The Tribunal based its decision not to release Ma’an on a provision of the Entry into Israel Law, which allows the continued incarceration of an illegal alien in Israel, if “his release may pose a threat to the security of the State”. The Tribunal adopted the legal gymnastics of the Ministry of Interior, whereby Ma’an has been illegally present in Israel ever since he landed at Israeli Ben Gurion international airport as a three-year-old – disregarding the fact that he and his family immediately traveled to the West Bank, their home ever since. Furthermore, the habitual claim of a[n undisclosed] security threat was irrelevant and invalid given that this is not a Palestinian incarcerated as a criminal or even as an administrative detainee, but as an illegal alien, and moreover, one that lacks legal status in his home solely due to Israel’s policy in the West Bank. Thus Ma’an remains in prison, without any foreseeable release date and in complete uncertainty as to his fate. It should be noted that his mother and siblings cannot visit him because, being without status, they cannot apply to receive entry permits for the purpose of visiting a relative imprisoned inside Israel.

It seems the Israeli military for its part is doing its utmost to bring about Ma’an’s deportation to Brazil.
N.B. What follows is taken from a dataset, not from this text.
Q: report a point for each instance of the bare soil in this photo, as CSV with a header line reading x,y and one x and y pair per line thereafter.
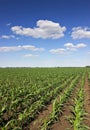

On October 31, 2019, following HaMoked’s query about the family unification request filed years earlier, the military took the unusual step of responding that the application had been rejected due to a “real threat to the security of the Area [i.e., the oPt]”, based on undisclosed security material “as of the period preceding his incarceration”. This is the only decision the military has issued in years in any HaMoked case regarding a request for legal status in the oPt, and runs contrary to Israel’s freeze policy. It therefore seems that this is nothing but a cynical decision whose only purpose is to facilitate Ma’an’s deportation.

In its petition, HaMoked demanded the reversal of the decision not to approve Ma’an’s request for status in oPt in the framework of a family unification procedure, and also the revocation of the freeze policy itself. This petition joins a series of petitions filed recently by HaMoked on this issue, but is the only one dealing with the status of a child rather than a foreign spouse of a resident of the oPt. Its uniqueness reflects the unusual humanitarian circumstances of this case (among them the fact that as a child he could have been easily registered had his father filed a request to have him registered), and the impassable bureaucratic obstacle Israel has raised before many Palestinians who want to lead normal lives and realize their right to family life.

On March 26, 2019, the HCJ issued a temporary injunction prohibiting the man’s deportation “from the Judea and Samaria Area [i.e. the West Bank] until a further decision is issued… “. Meanwhile, until the court reaches a decision in his case, Ma’an will remain in prison, now for the 25th month, charged with no crime and cut off from his family and entire life.